The Centre Pompidou Hanwha will open in Seoul this June after three years of construction. The museum, spanning 10,000 square meters across four floors, will be located inside the 63 Building in Yeouido, the Korean capital’s finance and media district.
A press release distributed by the museum explained that the building, which once housed an aquarium, has been reconfigured to become a “a true ‘box of light.’” Each floor of the museum will be cast in natural light during the day and take in the city lights at night. The museum has leased the space on a four-year renewable contract.
For its first four years, the museum will stage two exhibitions annually that tap into Centre Pompidou’s collection in Paris. Meanwhile, another series of exhibitions will focus exclusively on contemporary Korean artists.
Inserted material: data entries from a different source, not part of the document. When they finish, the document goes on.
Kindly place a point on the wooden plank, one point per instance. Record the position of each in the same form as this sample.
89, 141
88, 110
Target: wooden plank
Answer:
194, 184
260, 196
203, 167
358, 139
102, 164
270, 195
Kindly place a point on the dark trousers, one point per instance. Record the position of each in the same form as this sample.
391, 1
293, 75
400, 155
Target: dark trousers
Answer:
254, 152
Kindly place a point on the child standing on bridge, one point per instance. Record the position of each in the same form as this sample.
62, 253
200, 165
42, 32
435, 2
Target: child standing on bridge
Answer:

By pairing these parallel exhibition schedules, the museum intends to foster international connections between the European and Korean art worlds.
The inaugural exhibition, “The Cubists: Inventing Modern Vision,” will open on June 4th. Some of the featured artists include Pablo Picasso, Wassily Kandinsky, Henri Matisse, and Marc Chagall. In line with its exhibition program structure, the museum will simultaneously host the “Korea Focus” section, which will draw connections between Western Cubism and Korean art.
Despite the Centre Pompidou’s closure for renovations from 2025 to 20230, the museum has recently ramped up its international collaborations. It now runs museums in Malagá, Spain, and Shanghai, the latter of which is on a five-year renewable collaboration. Meanwhile, the Centre Pompidou Francilien—Fabrique de l’Art will also open later this year in Massy, a suburb of Paris. The space which opens in Autumn is designed as a conservation center and a “model for innovative arts institutions.
“A museum cannot be summed up by the building that houses it, but is embodied by a spirit, a set of values and expertise that can be shared worldwide,” Laurent Le Bon, president of Centre Pompidou, told The Korea Heraldin March.